# i tried not to make her a favourtie.... *lots of pics*



## melon (Mar 27, 2008)

but monty is clearly the best rat i have ever owned and she loves everything (i can even put my fingers through the cage bars an she`ll snuggle to them)














































and she`s still sittin behind my neck to this moment and doesn`t want to move


----------



## SamAnthrax (Jan 5, 2008)

aw so adorable!!! thats so cute that she cuddles with the cat!


----------



## melon (Mar 27, 2008)

haha yeah the cat just doesn`t bother, monty runs to him and the cat just wraps his tail around her, at times they`ve even shared the same food bowl, none of my other rats have got on this well with the cat though


----------



## naturegirl (Mar 11, 2008)

aww cutee!!

your cat looks like my cat rudy before he crossed the rainbow bridge. 
he was sweet but i dont think he would have cuddles up with a rat like that lol


----------



## melon (Mar 27, 2008)

haha it`s really weird the cat has just sliced me to shreds but when it comes to monty they just snuggle, maybe i`m the wrong species hahahah


----------



## melon (Mar 27, 2008)

oh and the cat isn`t mine he`s a stray who i treated for bugs so know is clean and tonight was their first intro, theyre both just lying together now, i find it so cute and weird they get on well but the cat has always been over friendly...other than his outburst at me earlier hahahah


----------



## rattieluver (Dec 29, 2007)

what a sweetie!


----------



## Vicki (Mar 17, 2008)

Oh my goodness that is just too adorable.

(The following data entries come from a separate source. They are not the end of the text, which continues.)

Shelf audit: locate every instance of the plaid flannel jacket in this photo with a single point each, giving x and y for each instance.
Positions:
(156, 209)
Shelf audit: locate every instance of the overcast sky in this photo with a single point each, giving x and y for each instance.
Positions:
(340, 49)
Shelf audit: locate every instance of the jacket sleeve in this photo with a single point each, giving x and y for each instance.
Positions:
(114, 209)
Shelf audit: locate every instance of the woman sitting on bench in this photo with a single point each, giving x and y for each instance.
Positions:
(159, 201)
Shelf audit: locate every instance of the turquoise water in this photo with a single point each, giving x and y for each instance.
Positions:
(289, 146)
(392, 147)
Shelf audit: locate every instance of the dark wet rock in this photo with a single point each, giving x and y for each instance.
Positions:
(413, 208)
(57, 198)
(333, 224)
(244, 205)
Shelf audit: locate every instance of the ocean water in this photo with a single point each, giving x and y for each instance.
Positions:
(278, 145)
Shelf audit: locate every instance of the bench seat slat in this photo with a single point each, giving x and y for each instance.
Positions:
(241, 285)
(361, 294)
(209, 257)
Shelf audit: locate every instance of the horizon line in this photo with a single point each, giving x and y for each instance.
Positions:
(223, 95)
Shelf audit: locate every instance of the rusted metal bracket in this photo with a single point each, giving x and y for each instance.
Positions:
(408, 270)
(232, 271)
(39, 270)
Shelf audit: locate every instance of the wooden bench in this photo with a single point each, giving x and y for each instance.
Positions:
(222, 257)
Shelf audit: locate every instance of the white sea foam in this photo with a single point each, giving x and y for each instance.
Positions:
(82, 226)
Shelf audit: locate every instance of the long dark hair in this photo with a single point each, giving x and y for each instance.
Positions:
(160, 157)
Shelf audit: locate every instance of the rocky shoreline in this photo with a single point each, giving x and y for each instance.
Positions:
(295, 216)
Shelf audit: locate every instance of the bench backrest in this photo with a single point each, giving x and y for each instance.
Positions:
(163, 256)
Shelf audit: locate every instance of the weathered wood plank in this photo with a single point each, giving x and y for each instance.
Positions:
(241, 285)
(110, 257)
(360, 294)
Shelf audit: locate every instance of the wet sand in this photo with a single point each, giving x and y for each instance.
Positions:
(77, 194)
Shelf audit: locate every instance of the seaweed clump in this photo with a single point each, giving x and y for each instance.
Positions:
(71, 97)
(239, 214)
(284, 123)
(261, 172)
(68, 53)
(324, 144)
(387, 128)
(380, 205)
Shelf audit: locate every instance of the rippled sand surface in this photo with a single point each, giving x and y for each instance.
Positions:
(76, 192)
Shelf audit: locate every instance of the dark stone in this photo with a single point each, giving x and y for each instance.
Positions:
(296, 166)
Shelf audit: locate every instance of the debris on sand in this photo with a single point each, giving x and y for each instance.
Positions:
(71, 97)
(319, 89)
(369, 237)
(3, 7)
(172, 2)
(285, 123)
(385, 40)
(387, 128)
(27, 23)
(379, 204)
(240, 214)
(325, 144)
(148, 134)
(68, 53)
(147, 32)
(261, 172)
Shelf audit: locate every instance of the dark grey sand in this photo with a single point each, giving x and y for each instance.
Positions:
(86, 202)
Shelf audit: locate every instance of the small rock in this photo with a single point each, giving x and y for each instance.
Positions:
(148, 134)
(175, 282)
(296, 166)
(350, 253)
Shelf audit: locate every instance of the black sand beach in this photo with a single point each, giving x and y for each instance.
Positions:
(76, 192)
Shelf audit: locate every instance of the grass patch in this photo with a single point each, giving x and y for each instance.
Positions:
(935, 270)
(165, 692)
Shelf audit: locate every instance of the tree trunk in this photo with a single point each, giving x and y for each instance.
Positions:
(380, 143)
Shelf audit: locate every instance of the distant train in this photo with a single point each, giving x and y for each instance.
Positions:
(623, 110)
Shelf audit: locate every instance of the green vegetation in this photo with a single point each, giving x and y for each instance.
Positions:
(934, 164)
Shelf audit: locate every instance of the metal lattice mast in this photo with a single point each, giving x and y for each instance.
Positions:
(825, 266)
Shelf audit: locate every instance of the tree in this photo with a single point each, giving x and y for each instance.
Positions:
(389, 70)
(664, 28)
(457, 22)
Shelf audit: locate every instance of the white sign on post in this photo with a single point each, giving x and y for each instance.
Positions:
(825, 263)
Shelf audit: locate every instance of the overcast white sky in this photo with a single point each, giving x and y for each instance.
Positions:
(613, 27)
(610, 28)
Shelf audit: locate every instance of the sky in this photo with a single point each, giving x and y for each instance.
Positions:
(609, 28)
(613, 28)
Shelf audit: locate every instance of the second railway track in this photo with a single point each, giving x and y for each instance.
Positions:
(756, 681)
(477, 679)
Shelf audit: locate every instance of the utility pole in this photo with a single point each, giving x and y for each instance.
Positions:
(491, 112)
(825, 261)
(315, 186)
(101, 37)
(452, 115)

I love seeing odd friends, critters who are usually enemies.

My brother loves black rats, he has 2, one of which is having neurological problems now. And I love orange kitty cats, so these are just perfect pictures 

Thank you for sharing.

Vicki


----------



## Caity (Apr 1, 2008)

I love rat/kitty snuggles! I have two cats. Bam, my big male cat, just wants to eat everyone, and Lucy is terrified of my baby rat Sam, who chases her around on the bed. Brian hisses at the cats through the cage, he wants to fight them. Mitch is the only one who seems to understand his species' relationship to felines. :']


----------



## Neuroticax (May 1, 2007)

Very nice photos! I wish my cat would cuddle with mine.. he'd just eat 'em. =/


----------



## melon (Mar 27, 2008)

haha well at one point tigger looked like she was gonna bite monty and i yelled and she never tried again, i guess it depends on how good the cat is but i know a few cats that love rats!!!


----------